Fiber is the partially or non-digestible component of plant foods. It’s essential for digestive health and can help control blood sugar levels. The recommended intake is 25-38 grams daily, depending on age and gender. High-fiber foods can also help you feel fuller longer, aiding in weight management.

Sugar Alcohols

Sugar alcohols are sugar substitutes that provide fewer calories than regular sugar. They are listed under Total Carbohydrate on the label. While they can be beneficial for reducing calorie intake, they are not necessarily low in carbs or calories and should still be consumed in moderation.

Fats

Total fat includes all types of fat in the food, including saturated and trans fats. For heart health, it’s best to choose foods with lower amounts of saturated and trans fats and higher amounts of monounsaturated and polyunsaturated fats.

Sodium

Sodium is the scientific term for salt. High sodium intake is linked to high blood pressure and heart disease. The general recommendation is to consume 2300 mg or less per day. Checking the sodium content on food labels can help manage intake and promote heart health.

List of Ingredients

Ingredients are listed by weight, with the heaviest ingredient first. This list helps identify healthy options and avoid added sugars. For those with diabetes, choosing foods with fewer and more natural ingredients can be beneficial.

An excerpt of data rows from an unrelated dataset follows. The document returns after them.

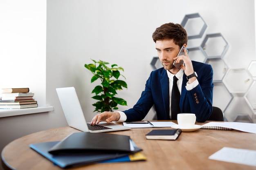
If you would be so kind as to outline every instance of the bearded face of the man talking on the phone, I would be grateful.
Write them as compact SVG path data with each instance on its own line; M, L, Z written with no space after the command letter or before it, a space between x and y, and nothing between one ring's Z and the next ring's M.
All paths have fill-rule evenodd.
M180 46L176 45L173 40L170 39L157 40L155 42L155 49L157 49L159 60L164 66L164 69L171 70L175 68L173 66L173 58L178 55Z

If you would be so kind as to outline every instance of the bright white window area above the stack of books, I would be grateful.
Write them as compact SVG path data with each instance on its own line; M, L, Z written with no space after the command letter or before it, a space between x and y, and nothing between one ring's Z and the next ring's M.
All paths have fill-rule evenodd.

Percent Daily Values (%DV)

The %DV indicates how much each nutrient is provided based on a 2,000-calorie diet. While individual needs may vary, aiming for less than 5% DV for sodium and saturated fat and 20% or more DV for fiber, vitamin D, calcium, and iron can help maintain a balanced diet.

Nutrition Claims Definitions

Understanding the definitions of various nutrition claims can help make healthier choices:

Calories:

  • Calorie-free: Less than 5 calories per serving.
  • Low calorie: 40 calories or less per serving.

Fats:

  • Fat-free: Less than 0.5 grams of fat.
  • Saturated fat-free: Less than 0.5 grams of saturated fat.
  • Trans-fat-free: Less than 0.5 grams of trans fat.
  • Low fat: 3 grams or less.
  • Reduced fat: At least 25% less than regular.

Sodium:

  • Sodium-free: Less than 5 mg.
  • Very low sodium: 35 mg or less.
  • Low sodium: 140 mg or less.
  • Reduced sodium: At least 25% less than regular.

Cholesterol:

  • Cholesterol-free: Less than 2 mg.
  • Low cholesterol: 20 mg or less.
  • Reduced cholesterol: At least 25% less than regular.

Sugar:

  • Sugar-free: Less than 0.5 grams.
  • Reduced sugar: At least 25% less than regular.
  • No sugar added: No sugars were added during processing.

Fiber:

  • High fiber: 5 grams or more.
  • Good source of fiber: 2.5 to 4.9 grams.

Takeaway

Understanding these labels and claims can help individuals with diabetes and others make healthier dietary choices. By carefully reading and interpreting food labels, you can manage your diabetes more effectively and maintain overall health.